Era solito pubblicare contenuti di sangue sui social il 13enne che ha accoltellato la prof a scuola, alla periferia est di Roma. Come scrive Il Messaggero, il ragazzino, sul suo profilo TikTok di nome "Stufa" seguito dal simbolo di un elmetto, avrebbe pubblicato video particolarmente crudi, legati a omicidi, suicidi ed episodi violenti. A destare ulteriori interrogativi ci sarebbe, inoltre, un contenuto comparso intorno alle tre del mattino sul suo profilo: un video con lo sfondo completamente nero e la frase "-5 hours", ossia "meno cinque ore". Una sorta di countdown.

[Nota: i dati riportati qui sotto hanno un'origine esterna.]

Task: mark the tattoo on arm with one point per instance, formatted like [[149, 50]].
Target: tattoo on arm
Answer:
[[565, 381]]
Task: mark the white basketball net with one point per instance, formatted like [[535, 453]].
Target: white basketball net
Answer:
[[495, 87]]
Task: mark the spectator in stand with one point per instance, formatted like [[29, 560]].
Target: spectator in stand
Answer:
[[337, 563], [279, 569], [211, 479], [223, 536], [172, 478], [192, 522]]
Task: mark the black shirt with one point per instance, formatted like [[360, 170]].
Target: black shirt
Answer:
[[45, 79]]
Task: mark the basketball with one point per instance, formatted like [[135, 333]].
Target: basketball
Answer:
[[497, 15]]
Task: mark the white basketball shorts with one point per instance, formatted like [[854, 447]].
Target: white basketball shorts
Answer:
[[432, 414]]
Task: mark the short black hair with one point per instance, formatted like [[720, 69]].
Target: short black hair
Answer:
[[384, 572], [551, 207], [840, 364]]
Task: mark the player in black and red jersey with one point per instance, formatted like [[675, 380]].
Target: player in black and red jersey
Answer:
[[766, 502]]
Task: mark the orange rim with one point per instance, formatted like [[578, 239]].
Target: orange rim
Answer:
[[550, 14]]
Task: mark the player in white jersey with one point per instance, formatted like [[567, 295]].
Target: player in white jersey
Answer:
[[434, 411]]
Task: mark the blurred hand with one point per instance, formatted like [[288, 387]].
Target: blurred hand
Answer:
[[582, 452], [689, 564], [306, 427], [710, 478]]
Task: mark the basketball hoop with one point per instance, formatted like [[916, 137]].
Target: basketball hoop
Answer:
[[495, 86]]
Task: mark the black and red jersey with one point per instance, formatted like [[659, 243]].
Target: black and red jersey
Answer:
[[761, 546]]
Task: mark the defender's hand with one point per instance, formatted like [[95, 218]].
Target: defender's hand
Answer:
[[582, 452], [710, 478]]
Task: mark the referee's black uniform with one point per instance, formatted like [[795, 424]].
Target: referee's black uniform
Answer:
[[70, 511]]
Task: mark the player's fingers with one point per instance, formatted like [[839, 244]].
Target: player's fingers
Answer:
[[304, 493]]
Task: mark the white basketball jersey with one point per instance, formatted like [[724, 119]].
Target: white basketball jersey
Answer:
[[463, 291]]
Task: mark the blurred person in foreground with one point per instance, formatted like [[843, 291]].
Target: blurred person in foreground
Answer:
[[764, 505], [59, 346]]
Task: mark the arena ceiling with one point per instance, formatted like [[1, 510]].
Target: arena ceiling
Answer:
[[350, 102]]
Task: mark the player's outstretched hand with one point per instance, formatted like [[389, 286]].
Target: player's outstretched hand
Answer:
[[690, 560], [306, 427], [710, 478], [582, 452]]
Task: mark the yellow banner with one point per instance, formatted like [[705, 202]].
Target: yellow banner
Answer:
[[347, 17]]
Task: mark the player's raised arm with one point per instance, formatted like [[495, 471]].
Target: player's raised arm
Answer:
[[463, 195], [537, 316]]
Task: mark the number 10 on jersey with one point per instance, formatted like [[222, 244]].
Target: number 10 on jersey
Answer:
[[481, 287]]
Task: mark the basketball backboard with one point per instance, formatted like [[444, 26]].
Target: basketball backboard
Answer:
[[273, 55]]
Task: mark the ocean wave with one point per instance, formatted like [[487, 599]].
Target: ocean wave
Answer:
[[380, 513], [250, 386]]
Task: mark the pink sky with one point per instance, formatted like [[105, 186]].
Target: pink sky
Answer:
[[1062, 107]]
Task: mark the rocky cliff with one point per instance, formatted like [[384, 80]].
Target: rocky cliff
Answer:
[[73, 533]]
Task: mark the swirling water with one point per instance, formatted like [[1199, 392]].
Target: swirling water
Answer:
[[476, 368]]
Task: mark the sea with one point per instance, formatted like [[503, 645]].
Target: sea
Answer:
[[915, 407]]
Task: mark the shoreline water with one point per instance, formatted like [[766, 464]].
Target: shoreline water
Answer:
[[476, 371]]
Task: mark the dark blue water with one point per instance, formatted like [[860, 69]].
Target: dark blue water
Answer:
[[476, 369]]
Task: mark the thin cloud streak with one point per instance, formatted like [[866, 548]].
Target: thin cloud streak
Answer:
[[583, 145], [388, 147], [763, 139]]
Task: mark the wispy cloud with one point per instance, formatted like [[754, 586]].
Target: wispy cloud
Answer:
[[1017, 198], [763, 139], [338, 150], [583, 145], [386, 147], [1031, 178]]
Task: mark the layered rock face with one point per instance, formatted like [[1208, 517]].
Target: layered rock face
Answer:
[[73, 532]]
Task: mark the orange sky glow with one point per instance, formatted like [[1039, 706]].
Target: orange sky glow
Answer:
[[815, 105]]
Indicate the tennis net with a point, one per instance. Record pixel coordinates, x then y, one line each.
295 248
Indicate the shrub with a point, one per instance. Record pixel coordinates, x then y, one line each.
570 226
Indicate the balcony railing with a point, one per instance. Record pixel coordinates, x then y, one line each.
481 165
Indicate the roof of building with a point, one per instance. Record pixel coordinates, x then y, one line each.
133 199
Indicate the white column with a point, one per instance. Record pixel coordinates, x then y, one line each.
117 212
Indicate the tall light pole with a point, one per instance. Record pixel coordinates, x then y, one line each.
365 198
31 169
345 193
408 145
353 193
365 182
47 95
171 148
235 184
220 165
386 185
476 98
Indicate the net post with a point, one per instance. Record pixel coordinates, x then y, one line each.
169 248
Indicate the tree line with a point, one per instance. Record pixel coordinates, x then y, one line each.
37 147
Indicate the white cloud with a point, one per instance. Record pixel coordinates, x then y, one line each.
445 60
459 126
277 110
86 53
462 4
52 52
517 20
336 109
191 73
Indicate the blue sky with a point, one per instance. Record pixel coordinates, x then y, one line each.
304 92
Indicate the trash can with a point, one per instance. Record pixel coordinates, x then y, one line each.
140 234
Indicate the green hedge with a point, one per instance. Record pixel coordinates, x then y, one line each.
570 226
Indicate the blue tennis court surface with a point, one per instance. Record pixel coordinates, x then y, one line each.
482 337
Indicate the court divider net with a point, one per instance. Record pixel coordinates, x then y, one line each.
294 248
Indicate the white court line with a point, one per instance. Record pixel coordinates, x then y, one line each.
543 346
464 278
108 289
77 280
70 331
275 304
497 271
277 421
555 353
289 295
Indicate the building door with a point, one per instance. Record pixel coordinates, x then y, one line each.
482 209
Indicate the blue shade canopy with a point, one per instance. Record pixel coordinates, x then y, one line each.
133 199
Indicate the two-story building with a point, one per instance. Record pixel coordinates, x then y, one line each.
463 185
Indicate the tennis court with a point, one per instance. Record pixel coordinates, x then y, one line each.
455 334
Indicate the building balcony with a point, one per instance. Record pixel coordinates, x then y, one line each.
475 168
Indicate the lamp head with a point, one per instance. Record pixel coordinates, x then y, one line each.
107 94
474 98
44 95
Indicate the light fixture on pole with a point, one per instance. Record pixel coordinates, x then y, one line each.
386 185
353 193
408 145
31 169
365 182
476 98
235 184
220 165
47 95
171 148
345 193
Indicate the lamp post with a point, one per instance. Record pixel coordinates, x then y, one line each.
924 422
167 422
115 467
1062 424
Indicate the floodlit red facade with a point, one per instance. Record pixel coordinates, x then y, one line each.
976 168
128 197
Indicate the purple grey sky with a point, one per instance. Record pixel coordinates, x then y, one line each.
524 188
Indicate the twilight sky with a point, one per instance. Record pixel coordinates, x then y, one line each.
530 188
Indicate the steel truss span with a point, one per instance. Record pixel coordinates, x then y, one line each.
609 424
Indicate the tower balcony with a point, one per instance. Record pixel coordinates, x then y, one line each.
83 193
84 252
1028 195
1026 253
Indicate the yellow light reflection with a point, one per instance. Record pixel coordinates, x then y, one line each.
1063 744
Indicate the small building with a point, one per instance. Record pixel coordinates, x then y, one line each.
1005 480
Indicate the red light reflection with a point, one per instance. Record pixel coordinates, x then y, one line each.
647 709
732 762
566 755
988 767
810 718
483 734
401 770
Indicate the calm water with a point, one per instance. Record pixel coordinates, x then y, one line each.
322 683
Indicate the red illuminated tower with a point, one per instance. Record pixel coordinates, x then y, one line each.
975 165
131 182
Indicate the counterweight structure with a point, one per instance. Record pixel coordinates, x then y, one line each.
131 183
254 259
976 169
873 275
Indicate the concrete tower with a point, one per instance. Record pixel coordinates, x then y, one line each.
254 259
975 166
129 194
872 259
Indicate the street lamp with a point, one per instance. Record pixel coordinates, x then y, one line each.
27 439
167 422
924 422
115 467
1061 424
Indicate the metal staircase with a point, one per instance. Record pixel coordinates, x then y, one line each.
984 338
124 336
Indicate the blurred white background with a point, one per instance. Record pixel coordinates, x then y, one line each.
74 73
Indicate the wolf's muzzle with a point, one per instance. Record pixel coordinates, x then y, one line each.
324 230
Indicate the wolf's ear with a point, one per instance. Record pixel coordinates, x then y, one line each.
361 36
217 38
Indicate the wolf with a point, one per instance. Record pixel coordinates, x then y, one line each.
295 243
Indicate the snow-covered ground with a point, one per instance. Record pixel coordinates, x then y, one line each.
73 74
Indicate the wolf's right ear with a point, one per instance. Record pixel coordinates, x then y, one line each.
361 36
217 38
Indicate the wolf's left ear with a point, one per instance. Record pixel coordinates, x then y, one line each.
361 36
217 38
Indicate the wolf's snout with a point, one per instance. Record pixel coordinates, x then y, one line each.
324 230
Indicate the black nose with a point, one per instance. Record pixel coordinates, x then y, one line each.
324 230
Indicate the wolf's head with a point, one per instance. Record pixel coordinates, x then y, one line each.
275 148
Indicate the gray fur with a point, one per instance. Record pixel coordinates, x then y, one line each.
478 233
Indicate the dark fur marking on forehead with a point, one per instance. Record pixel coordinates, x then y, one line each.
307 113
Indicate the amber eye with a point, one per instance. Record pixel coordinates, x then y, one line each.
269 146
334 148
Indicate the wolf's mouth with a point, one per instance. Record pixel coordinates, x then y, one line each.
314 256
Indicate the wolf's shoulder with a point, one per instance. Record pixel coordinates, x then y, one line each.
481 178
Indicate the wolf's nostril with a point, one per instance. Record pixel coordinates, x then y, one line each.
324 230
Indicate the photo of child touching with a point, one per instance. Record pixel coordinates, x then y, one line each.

Cosa pubblicava sui social -
Il profilo TikTok del ragazzino, seguito da più di 4mila persone, ora non risulta più raggiungibile. I video pubblicati, stando a quanto ricostruito da Il Messaggero, mostravano immagini di estrema violenza: persone decapitate, vittime colpite alla testa e giovani che si toglievano la vita. In uno dei contenuti, inoltre, il ragazzino avrebbe definito come "eroe" un ragazzo responsabile di un accoltellamento avvenuto all'interno di una scuola dell'infanzia.
La True Crime Community -
Il 13enne si dichiarava appartenente alla TCC, la True Crime Community, ambiente online frequentato soprattutto da giovani interessati a casi criminali, assassini e tragedie violente. Una parte di questa comunità sarebbe attiva anche su Telegram.
Un conoscente del ragazzino: "Ho sempre pensato fosse matto" -
Il quotidiano romano ha raccolto anche la testimonianza di un conoscente del ragazzino. "Ho sempre pensato che fosse matto", ha raccontato, specificando di essere uscito con lui una volta. Il 13enne viene definito come "mezzo asociale" ma molto attivo sui social. Una volta, spiega, "prese l'angioletto del memoriale dedicato a una vittima di femminicidio e cominciò a farlo volare e saltare, a giocarci. Io gli dicevo che era una mancanza di rispetto e lui rispondeva che scherzava".